Tal arquitetura está ausente dos milhares de pólipos que compõem o organismo coletivo dos corais, um tipo de animal muito mais recuado na evolução, coisa de mais de 500 milhões de anos. Cada um deles é pouco mais que um saco dotado de sistema digestivo e de uma rede primitiva de nervos. Apesar disso, a análise de seus genes está revelando um parentesco tão próximo quanto desconcertante com os vertebrados.
Antes da publicação de um trabalho de David Miller e colegas da Universidade James Cook, da Austrália, no periódico "Current Biology" (www.current-biology.com), os biólogos moleculares partilhavam da opinião leiga, ou seja, acreditavam que as drosófilas eram geneticamente mais próximas dos vertebrados que os corais. Como os homens são muito mais complexos que as moscas, raciocinavam que os genes necessários para desenvolver essa complexidade eram invenções vertebradas recentes na linha do tempo evolutivo.
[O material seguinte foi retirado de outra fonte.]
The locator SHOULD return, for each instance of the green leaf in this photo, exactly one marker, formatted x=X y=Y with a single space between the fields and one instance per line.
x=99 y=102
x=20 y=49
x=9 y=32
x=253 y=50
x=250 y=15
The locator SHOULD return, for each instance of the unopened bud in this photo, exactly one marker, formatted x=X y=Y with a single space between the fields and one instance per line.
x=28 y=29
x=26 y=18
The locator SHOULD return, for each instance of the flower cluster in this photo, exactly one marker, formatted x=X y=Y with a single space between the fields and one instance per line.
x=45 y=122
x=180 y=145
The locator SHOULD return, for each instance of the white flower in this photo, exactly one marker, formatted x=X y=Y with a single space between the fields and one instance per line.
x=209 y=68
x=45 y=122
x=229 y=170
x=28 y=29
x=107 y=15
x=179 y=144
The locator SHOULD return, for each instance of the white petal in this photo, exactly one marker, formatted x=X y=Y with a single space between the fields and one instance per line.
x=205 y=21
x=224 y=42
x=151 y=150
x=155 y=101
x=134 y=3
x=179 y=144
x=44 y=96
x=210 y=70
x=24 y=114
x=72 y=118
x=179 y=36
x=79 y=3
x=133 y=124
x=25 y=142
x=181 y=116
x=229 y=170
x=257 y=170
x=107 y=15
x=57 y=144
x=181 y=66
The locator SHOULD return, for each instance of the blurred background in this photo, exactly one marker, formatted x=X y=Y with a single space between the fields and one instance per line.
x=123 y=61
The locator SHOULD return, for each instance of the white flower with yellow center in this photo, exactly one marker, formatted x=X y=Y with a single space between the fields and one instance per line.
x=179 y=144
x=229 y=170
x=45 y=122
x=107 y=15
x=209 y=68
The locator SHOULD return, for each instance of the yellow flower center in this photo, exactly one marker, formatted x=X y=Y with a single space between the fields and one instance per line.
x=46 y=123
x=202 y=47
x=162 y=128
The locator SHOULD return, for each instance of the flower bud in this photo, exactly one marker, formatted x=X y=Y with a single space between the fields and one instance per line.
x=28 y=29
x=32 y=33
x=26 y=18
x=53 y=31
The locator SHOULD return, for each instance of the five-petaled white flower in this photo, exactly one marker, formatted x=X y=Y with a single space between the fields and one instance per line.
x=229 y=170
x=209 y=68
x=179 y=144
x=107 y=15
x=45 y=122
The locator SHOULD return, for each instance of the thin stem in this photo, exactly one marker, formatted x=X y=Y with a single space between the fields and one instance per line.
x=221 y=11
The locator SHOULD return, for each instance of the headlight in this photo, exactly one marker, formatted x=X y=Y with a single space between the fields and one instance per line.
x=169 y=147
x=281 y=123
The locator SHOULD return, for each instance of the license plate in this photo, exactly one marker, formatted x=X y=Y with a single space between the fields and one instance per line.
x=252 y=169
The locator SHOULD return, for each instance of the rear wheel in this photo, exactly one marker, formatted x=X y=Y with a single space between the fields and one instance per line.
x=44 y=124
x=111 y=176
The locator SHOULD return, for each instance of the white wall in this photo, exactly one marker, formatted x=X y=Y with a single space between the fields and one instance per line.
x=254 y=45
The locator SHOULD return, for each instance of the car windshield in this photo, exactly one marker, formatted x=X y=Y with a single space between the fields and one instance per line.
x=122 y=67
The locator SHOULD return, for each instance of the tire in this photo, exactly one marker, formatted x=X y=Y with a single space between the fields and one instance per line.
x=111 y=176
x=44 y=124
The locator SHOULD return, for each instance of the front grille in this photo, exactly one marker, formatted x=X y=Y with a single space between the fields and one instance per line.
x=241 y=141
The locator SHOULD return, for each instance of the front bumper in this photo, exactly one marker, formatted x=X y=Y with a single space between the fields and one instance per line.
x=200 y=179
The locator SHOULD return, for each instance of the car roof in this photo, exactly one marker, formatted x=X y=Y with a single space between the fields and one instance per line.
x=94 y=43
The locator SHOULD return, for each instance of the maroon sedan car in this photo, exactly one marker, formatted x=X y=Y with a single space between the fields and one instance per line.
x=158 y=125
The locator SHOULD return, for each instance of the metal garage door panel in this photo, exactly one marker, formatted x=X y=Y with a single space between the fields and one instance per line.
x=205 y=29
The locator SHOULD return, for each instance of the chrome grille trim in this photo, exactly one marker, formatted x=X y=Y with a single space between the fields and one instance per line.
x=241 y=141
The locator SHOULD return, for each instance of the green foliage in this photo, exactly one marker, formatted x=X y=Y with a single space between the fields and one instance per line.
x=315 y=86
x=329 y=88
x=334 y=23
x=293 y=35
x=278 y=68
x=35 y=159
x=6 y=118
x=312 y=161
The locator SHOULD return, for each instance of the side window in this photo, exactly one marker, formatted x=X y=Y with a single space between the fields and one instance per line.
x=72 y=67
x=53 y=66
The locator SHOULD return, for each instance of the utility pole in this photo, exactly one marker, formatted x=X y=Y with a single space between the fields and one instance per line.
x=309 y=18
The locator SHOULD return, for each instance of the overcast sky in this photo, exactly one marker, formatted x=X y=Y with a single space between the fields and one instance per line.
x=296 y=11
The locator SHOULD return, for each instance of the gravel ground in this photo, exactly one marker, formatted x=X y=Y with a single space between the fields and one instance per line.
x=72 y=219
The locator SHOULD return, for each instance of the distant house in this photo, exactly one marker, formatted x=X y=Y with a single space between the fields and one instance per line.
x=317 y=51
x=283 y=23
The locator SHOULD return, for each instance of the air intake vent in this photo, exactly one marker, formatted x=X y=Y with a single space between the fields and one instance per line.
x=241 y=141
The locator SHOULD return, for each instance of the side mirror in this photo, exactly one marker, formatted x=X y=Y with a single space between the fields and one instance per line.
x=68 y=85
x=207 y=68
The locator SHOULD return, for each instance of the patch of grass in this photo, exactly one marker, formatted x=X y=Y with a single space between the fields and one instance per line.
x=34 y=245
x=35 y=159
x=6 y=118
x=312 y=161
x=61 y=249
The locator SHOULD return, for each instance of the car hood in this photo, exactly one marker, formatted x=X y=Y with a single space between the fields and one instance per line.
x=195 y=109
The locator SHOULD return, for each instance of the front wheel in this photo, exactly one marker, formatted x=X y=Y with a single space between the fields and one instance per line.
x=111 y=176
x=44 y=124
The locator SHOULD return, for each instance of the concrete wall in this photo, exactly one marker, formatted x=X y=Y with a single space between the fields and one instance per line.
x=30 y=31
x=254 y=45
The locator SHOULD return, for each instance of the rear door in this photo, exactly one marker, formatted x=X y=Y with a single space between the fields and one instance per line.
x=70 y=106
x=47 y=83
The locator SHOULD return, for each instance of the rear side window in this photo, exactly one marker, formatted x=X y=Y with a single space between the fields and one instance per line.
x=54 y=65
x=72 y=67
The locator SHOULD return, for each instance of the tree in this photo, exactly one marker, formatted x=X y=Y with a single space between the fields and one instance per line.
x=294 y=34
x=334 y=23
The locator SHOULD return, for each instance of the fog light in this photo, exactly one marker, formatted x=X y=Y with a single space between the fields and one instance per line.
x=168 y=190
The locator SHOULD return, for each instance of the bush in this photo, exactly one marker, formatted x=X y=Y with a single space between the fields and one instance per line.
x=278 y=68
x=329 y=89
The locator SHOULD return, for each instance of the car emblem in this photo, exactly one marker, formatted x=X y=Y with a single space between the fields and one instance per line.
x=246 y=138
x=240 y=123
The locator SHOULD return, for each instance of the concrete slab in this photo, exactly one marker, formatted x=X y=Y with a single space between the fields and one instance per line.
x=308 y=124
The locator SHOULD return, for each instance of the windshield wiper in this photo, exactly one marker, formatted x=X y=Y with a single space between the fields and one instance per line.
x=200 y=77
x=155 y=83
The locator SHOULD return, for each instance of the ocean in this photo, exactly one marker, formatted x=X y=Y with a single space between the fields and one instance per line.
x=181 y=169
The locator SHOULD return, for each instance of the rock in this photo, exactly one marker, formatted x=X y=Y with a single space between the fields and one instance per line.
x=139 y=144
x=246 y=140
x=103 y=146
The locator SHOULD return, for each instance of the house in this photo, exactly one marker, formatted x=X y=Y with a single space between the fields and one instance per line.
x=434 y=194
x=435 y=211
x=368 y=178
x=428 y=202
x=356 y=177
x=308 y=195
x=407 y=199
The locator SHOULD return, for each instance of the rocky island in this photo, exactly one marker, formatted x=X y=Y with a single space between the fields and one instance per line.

Com isso, não faziam nada mais do que seguir a noção, também ela intuitiva, de que organismos complexos devem ter genomas mais complexos. Novas funções exigem novos genes, óbvio. Ocorre que nada, na ciência e particularmente na biologia, é assim tão simples e linear.
Miller e seus colaboradores na aprazível cidade tropical de Townsville (nordeste da Austrália), ponto de partida para inúmeros cruzeiros à Grande Barreira de Corais, decidiram testar a tese da inventividade genética dos vertebrados comparando os genomas de homens e moscas com o de pólipos da espécie de celenterado Acropora millepora, muito comum nos mares da região. Descobriram coisas surpreendentes: dos quase 1.400 fragmentos de genes estudados, 10% são partilhados só por humanos e pelo celenterado, e apenas 1% o são exclusivamente pela mosca e pelo coral.
Pela lógica anterior, drosófilas e pólipos são anteriores a vertebrados e deveriam partilhar mais genes. A explicação aventada pelo grupo de Miller no artigo de dezembro é que as moscas dispensaram esses genes durante sua evolução, mesmo no processo de se tornarem mais complexas -uma idéia contra-intuitiva até mesmo para cientistas genocêntricos.
Mais estranho ainda foi descobrir que vários desses genes comuns a homens e corais estão ativos no ultracomplexo cérebro humano. Seguindo a lógica estreita, nada teriam a fazer no celenterado, que ostenta o mais simples sistema nervoso entre os animais. Uma das hipóteses levantadas em Townsville é que corais como o A. millepora descendam eles mesmos de ancestrais mais complexos. Nesse caso, os genes revalorizados pelos vertebrados teriam permanecido nos corais como uma espécie de fóssil da complexidade perdida.
Vários estudos serão necessários para testar essas novas hipóteses, mas nossos primos corais já deixaram uma lição: a evolução procede muitas vezes por caminhos tortuosos, e as marcas que fixa nos genomas os fazem parecer mais com palimpsestos do que com mapas.